On assiste au protocole de protection d’un médecin : 2 masques l’un sur l’autre, deux combinaisons blanches l’une sur l’autre, des gants étanches, des lunettes, une sorte de casque plastique de cosmonaute sur des lunettes et une visière. Pour le déshabillage de ce médecin, il y a trois cabines successives, contrôlées par une femme derrière une video. Impressionnant !

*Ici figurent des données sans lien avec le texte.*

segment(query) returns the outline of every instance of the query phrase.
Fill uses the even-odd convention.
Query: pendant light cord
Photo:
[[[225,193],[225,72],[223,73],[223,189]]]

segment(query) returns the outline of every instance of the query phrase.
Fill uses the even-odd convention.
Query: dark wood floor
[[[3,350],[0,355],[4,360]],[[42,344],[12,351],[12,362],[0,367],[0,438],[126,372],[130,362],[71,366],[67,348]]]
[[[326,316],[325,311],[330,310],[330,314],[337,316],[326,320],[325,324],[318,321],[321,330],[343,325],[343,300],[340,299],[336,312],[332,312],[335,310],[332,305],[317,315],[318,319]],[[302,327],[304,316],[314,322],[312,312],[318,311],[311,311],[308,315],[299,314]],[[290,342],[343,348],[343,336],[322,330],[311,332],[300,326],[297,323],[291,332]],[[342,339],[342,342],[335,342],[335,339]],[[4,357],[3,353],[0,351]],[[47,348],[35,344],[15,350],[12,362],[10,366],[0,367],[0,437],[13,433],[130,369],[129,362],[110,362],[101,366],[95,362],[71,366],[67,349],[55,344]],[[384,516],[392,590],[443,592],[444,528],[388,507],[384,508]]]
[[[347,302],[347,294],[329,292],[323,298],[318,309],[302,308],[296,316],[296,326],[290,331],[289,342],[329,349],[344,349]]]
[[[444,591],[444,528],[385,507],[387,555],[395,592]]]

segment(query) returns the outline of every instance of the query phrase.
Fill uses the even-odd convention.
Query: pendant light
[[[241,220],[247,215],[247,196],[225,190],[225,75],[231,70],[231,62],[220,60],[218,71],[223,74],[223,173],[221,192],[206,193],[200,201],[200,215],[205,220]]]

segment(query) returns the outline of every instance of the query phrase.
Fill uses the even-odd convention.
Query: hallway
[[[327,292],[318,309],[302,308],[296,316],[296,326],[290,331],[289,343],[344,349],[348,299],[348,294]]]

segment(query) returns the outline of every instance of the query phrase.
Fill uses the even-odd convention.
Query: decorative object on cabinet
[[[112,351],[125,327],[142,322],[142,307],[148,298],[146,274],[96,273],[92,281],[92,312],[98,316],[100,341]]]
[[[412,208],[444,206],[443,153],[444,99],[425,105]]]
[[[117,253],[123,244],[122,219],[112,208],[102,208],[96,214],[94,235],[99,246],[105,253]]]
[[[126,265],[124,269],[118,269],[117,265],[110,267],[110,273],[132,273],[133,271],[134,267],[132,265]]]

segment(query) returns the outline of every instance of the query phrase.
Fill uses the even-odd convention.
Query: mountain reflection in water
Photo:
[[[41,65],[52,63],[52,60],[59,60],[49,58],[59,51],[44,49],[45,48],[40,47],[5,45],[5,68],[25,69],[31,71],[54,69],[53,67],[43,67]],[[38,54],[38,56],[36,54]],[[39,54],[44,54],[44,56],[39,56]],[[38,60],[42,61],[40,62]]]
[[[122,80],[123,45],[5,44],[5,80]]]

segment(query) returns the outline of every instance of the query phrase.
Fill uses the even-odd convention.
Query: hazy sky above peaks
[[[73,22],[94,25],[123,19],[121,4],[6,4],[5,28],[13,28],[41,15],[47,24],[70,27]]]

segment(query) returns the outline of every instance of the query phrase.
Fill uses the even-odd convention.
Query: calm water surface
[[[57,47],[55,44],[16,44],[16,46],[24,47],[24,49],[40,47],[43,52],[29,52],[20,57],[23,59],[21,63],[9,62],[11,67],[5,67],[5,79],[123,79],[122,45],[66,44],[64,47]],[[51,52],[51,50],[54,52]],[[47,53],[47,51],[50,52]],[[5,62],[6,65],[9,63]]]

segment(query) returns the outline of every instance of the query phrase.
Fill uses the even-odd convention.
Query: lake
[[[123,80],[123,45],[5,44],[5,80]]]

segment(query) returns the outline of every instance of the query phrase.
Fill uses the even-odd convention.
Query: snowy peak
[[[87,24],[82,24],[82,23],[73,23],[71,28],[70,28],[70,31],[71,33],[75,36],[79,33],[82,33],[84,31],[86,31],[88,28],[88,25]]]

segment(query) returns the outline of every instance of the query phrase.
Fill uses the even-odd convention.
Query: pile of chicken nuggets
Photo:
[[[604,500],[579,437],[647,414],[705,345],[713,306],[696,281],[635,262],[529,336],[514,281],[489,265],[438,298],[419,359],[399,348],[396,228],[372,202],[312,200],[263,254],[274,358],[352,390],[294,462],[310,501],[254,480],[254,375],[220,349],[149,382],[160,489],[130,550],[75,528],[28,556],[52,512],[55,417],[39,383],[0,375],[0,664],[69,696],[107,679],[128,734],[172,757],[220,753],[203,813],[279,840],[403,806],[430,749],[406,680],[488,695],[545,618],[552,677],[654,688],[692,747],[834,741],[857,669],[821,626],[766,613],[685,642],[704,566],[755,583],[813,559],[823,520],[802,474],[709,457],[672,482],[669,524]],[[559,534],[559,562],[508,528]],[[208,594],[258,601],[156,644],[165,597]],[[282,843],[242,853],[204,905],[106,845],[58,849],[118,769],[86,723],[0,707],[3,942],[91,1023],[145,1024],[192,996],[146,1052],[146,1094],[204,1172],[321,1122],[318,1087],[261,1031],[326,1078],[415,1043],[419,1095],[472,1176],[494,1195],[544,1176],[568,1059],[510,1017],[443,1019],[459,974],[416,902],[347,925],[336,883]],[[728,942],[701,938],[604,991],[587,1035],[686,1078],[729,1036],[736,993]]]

Les scènes qui m’ont le plus marquée :

  • Un fils vient rendre visite à sa vieille mère. Elle est encore sous influence des discours de Mao, soutient le « PARTI » (sous l’œil goguenard de son fils) et montre toutes les décorations qu’elle a reçues au long de sa vie, (il y en a même qui sont signées d’un opposant à Mao, enfin de l’un de ceux que Mao avait condamné comme « traitre »),
  • Des gens sont coincés dans un immense local (un gymnase ?) et affirment n’avoir jamais contracté le virus mais être là pour faire baisser les statistiques de mortalité,
  • Un homme appelé pour construire les hôpitaux temporaires (comme bien d’autres) a raté le retour organisé, semble-t-il. Il est obligé de vivre dans un parking et se heurte à la bureaucratie chinoise qui le fait tourner en bourrique pour finalement l’empêcher de repartir chez lui avant la fin du confinement. On apprendra par la suite que cet homme s’est suicidé.
  • Des files de gens viennent récupérer les urnes funéraires de leurs proches. Un fils voudrait avoir l’urne de son père qui lui est refusée tant que l’unité de travail de celui-ci n’a pas été admise à l’accompagner.  

    « En République populaire de Chine, il n'y a pas de place pour le deuil ou le chagrin : rien ne doit entraver le message officiel célébrant l'efficacité du régime. »

    Glaçant !

Un film à voir pour se plonger dans la vie d’un chinois en Chine, à Wuhan, pendant l’épidémie.